Mauro Tortonesi wrote: 

> no. i was talking about regexps. they are more expressive
> and powerful than simple globs. i don't see what's the
> point in supporting both.

The problem is that users who are expecting globs will try things like
--filter=-file:*.pdf rather than --filter:-file:.*\.pdf. In many cases their
expressions will simply work, which will result in significant confusion
when some expression doesn't work, such as
--filter:-domain:www-*.yoyodyne.com. :-)

It is pretty easy to programmatically convert a glob into a regular
expression. One possibility is to make glob the default input and allow
regular expressions. For example, the following could be equivalent:

--filter:-domain:www-*.yoyodyne.com
--filter:-domain,r:www-.*\.yoyodyne\.com

Internally, wget would convert the first into the second and then treat it
as a regular expression.
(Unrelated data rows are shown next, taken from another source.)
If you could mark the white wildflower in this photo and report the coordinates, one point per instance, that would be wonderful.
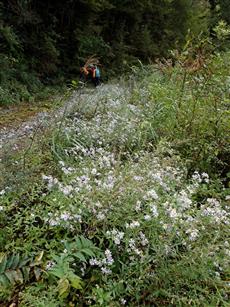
(106, 271)
(152, 194)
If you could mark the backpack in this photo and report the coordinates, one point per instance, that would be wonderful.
(97, 73)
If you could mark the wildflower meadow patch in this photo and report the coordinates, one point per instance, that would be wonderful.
(124, 220)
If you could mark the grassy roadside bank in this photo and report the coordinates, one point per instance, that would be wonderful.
(128, 207)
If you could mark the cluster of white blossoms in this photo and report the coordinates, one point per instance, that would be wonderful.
(104, 263)
(115, 235)
(128, 192)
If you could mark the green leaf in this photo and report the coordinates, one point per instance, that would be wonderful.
(15, 261)
(26, 273)
(4, 280)
(37, 273)
(80, 256)
(75, 280)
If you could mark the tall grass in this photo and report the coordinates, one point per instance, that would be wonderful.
(136, 213)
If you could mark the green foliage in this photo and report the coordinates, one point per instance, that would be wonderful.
(18, 269)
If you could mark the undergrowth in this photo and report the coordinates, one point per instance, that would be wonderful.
(132, 206)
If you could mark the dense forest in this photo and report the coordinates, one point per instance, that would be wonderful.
(45, 42)
(116, 194)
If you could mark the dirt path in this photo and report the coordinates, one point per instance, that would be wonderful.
(19, 127)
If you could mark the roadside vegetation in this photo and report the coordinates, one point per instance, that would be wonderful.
(127, 201)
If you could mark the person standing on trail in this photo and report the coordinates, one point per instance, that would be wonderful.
(97, 76)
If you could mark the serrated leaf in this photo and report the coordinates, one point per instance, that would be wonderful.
(39, 257)
(11, 275)
(80, 256)
(76, 281)
(15, 261)
(2, 255)
(9, 262)
(63, 287)
(23, 262)
(3, 264)
(88, 252)
(37, 273)
(26, 273)
(4, 280)
(19, 276)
For the vast majority of cases, glob will work just
fine.

One might argue that it's a lot of work to implement regular expressions if
the default input format is a glob, but I think we should aim for both lack
of confusion and robust functionality. Using ",r" means people get regular
expressions when they want them and know what they're doing. The universe of
wget users who "know what they're doing" are mostly subscribed to this
mailing list; the rest of them send us mail saying "please CC me as I'm not
on the list". :-)

If we go this route, I'm wondering if the appropriate conversion from glob
to regular expression should take directory separators into account, such
as:

--filter:-path:path/to/*

becoming the same as:

--filter:-path,r:path/to/[^/]*

or even:

--filter:-path,r:path[/\\]to[/\\][^/\\]*

Should the glob match "path/to/sub/dir"? (I suspect it shouldn't.)